What's in an embedding? Would a rose by any embedding smell as sweet?
Venkat Venkatasubramanian

TL;DR
This paper argues that LLMs develop a geometric form of understanding that is useful but limited, and proposes integrating symbolic AI to create more reliable, explainable, and reasoning-capable knowledge models.
Contribution
It introduces the concept of combining geometric and algebraic representations to enhance LLMs into comprehensive knowledge models with reasoning and explanation abilities.
Findings
LLMs have a geometry-like understanding suitable for many applications.
Current LLMs are unreliable and lack inference and explanation capabilities.

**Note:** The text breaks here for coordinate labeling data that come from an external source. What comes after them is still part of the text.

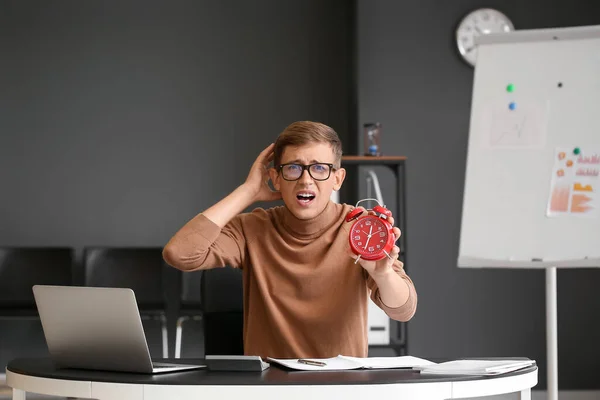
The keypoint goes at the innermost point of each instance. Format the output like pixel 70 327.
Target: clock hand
pixel 369 237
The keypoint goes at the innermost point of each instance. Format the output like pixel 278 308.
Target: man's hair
pixel 307 132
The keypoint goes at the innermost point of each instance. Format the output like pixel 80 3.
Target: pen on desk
pixel 312 362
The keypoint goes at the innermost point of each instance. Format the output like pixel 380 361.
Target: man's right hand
pixel 257 183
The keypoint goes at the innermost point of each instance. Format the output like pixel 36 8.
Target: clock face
pixel 479 22
pixel 369 236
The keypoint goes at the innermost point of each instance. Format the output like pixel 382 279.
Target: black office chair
pixel 23 267
pixel 190 304
pixel 223 311
pixel 140 269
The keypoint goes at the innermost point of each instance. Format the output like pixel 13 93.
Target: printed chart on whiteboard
pixel 575 183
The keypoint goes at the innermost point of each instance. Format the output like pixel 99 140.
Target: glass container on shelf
pixel 372 137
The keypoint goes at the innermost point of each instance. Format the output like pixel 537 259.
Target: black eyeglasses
pixel 317 171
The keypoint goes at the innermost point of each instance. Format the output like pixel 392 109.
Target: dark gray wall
pixel 412 80
pixel 122 120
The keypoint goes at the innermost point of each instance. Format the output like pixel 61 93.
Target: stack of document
pixel 477 367
pixel 346 363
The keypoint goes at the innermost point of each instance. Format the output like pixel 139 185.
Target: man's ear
pixel 339 177
pixel 274 178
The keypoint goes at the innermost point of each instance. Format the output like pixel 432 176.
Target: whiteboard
pixel 532 190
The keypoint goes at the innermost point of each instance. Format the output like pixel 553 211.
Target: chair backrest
pixel 23 267
pixel 223 311
pixel 141 269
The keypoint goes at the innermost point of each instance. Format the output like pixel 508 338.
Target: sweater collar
pixel 311 228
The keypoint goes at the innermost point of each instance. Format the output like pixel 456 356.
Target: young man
pixel 304 296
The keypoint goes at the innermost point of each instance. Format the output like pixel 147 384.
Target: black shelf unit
pixel 350 194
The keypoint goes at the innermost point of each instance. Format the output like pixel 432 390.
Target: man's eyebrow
pixel 297 161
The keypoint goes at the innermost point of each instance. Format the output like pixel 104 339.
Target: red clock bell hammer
pixel 371 236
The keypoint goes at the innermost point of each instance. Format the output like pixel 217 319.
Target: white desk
pixel 40 376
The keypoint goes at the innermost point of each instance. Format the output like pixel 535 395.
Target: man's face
pixel 307 197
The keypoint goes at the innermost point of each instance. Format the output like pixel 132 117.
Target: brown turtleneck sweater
pixel 303 294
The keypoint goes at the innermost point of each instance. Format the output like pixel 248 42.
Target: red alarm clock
pixel 371 236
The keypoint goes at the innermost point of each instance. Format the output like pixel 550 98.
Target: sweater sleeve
pixel 406 311
pixel 208 246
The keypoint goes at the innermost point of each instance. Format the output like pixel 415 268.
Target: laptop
pixel 96 328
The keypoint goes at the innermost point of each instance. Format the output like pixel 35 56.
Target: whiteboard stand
pixel 551 334
pixel 534 104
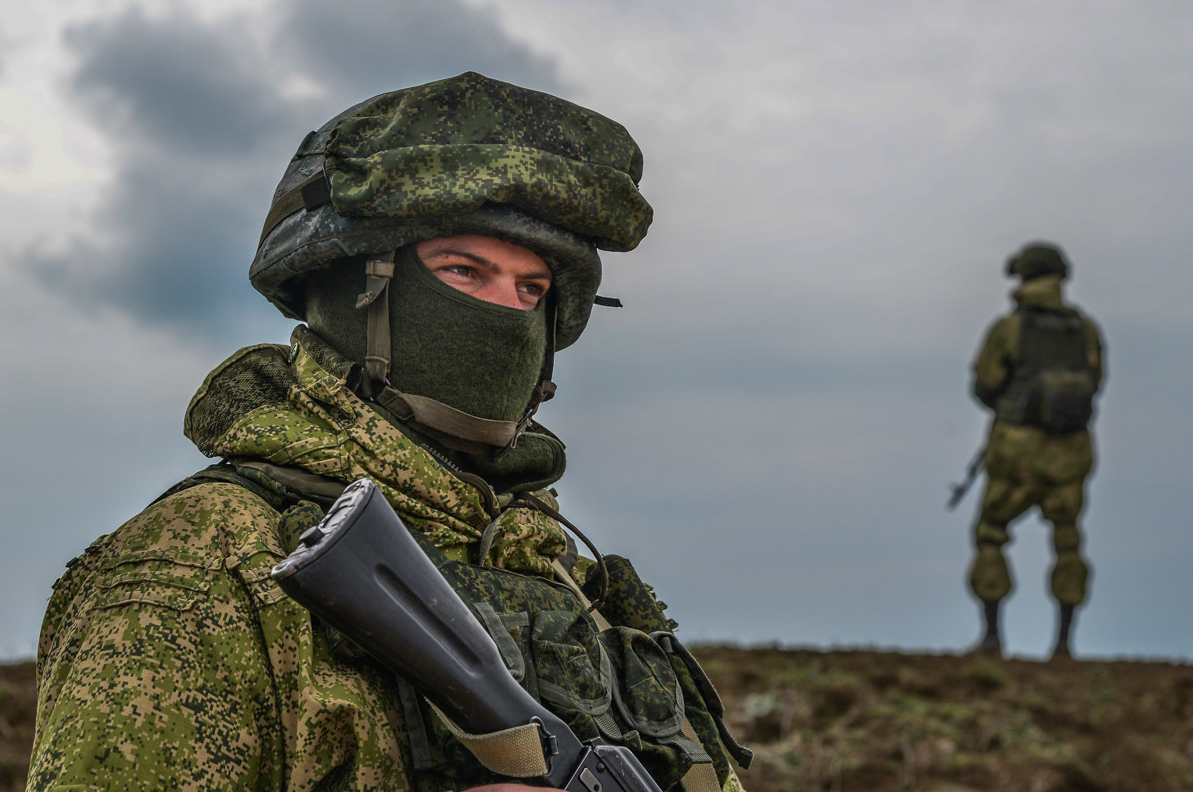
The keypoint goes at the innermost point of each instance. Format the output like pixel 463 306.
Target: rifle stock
pixel 363 573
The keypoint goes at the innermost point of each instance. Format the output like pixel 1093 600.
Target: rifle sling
pixel 515 752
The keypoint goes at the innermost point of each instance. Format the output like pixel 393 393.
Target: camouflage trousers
pixel 1028 468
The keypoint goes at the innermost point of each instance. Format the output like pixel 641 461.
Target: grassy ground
pixel 882 722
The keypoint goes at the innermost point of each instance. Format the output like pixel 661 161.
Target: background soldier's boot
pixel 1062 633
pixel 990 643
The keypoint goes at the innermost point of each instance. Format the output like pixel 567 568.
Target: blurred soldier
pixel 440 243
pixel 1038 371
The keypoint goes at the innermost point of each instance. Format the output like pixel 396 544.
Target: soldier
pixel 440 243
pixel 1038 372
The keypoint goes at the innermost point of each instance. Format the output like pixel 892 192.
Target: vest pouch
pixel 647 694
pixel 572 666
pixel 632 604
pixel 1063 401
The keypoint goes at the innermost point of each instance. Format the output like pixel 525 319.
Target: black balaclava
pixel 474 356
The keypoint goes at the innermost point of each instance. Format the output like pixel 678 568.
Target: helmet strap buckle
pixel 378 276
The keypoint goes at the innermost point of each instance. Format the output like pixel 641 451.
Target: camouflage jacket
pixel 170 660
pixel 996 359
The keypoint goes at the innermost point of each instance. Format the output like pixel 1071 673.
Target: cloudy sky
pixel 770 425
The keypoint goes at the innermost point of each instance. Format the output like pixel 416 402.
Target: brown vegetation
pixel 881 722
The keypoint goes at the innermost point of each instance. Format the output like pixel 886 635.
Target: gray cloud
pixel 201 131
pixel 376 45
pixel 174 85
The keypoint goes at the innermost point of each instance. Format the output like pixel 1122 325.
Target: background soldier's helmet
pixel 463 155
pixel 1036 260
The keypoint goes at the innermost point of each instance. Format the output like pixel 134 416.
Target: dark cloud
pixel 201 130
pixel 174 84
pixel 376 45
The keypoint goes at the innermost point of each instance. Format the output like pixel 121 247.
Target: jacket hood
pixel 295 407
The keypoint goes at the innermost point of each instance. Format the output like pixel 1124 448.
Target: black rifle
pixel 362 571
pixel 971 472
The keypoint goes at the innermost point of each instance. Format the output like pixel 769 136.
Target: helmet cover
pixel 463 155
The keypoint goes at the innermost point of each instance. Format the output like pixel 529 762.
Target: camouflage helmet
pixel 1036 260
pixel 462 155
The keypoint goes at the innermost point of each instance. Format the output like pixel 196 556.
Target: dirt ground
pixel 877 722
pixel 883 722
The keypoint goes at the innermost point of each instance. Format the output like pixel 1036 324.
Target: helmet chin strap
pixel 452 427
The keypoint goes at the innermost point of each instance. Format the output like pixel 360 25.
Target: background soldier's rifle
pixel 975 468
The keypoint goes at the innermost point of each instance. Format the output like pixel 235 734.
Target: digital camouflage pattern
pixel 168 659
pixel 463 155
pixel 168 654
pixel 1027 466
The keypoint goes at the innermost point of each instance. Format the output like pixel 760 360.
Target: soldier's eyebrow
pixel 463 254
pixel 481 260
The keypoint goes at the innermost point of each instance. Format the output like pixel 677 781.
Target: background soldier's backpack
pixel 1054 372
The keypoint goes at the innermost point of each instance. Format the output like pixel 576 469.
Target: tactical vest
pixel 1052 385
pixel 630 684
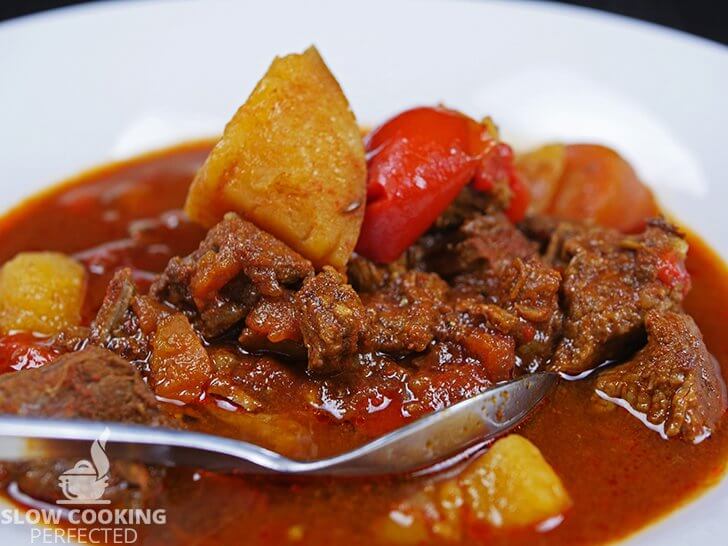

Integrating symbolic AI can create more robust and explainable knowledge models.
Abstract
Large Language Models (LLMs) are often criticized for lacking true "understanding" and the ability to "reason" with their knowledge, being seen merely as autocomplete systems. We believe that this assessment might be missing a nuanced insight. We suggest that LLMs do develop a kind of empirical "understanding" that is "geometry"-like, which seems adequate for a range of applications in NLP, computer vision, coding assistance, etc. However, this "geometric" understanding, built from incomplete and noisy data, makes them unreliable, difficult to generalize, and lacking in inference capabilities and explanations, similar to the challenges faced by heuristics-based expert systems decades ago. To overcome these limitations, we suggest that LLMs should be integrated with an "algebraic" representation of knowledge that includes symbolic AI elements used in expert systems. This integration…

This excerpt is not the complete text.